Hi there,
I have an interesting performance issue reading from Kudu. Hopefully there is a
good explanation for it because the difference in the performance is quite
significant and it puzzles me a lot.
Basically we have a table with the following schema:
Column1, int32 NOT NULL, BIT_SHUFFLE, NO_COMPRESSION
Column2, int32 NOT NULL, BIT_SHUFFLE, NO_COMPRESSION
.... (a bunch of int32 and int16 columns)
PK is (Column1, Column2)
HASH(Column1) PARTITIONS 4
The number of records is ~60M. ~5K distinct Column1 values. ~1.4M distinct
values for Column2.
All tests are made on one core. I think the hardware specs are not important.
1) If we query all data using
val scanner =
kuduClient.getAsyncScannerBuilder(table)
.addPredicate(KuduPredicate.newComparisonPredicate(Column1Schema,
ComparisonOp.EQUAL, column1Value)).build()
We use 3 scanners in parallel (one query for each unique value of column1).
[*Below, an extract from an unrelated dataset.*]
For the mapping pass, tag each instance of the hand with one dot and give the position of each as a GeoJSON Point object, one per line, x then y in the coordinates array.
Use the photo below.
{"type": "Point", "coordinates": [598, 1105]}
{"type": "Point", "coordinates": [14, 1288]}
All fields from the returned rows are read and some internal structures are
built.
In this case, it takes ~40 sec to load all the data.
2) If we query using "InListPredicate", then the performance is super slow.
val scanner =
kuduClient.getAsyncScannerBuilder(table)
.addPredicate(KuduPredicate.newComparisonPredicate(Column1Schema,
ComparisonOp.EQUAL, column1Value))
.addPredicate(KuduPredicate.newInListPredicate(Column2Schema,
column2Values.asJava)).build()
Same as in 1), 3 scanners in parallel, all records are read and some in-memory
structures are built. This time column2 values are split into a bunch of chunks
and we send a request for each unique value of column1 and each chunk of
column2 values.
a) If we chunk column2Values into buckets of 50K ids, it takes ~2900 sec
to load everything.
b) If we put all 1.4M records in one request (column2Values), it's even
slower than a)
Can you please explain what InList is doing that might change the performance
so dramatically. As you see in 2b, the number of queries is the same as in 1.
That's really a lot of records, but given these experiments, it seems better to
read by column1 only and then make an in-memory filter by column2. I have
always imagined, that the Kudu driver or server can do that much more
efficiently.
Thanks in advance.
Regards,
Todor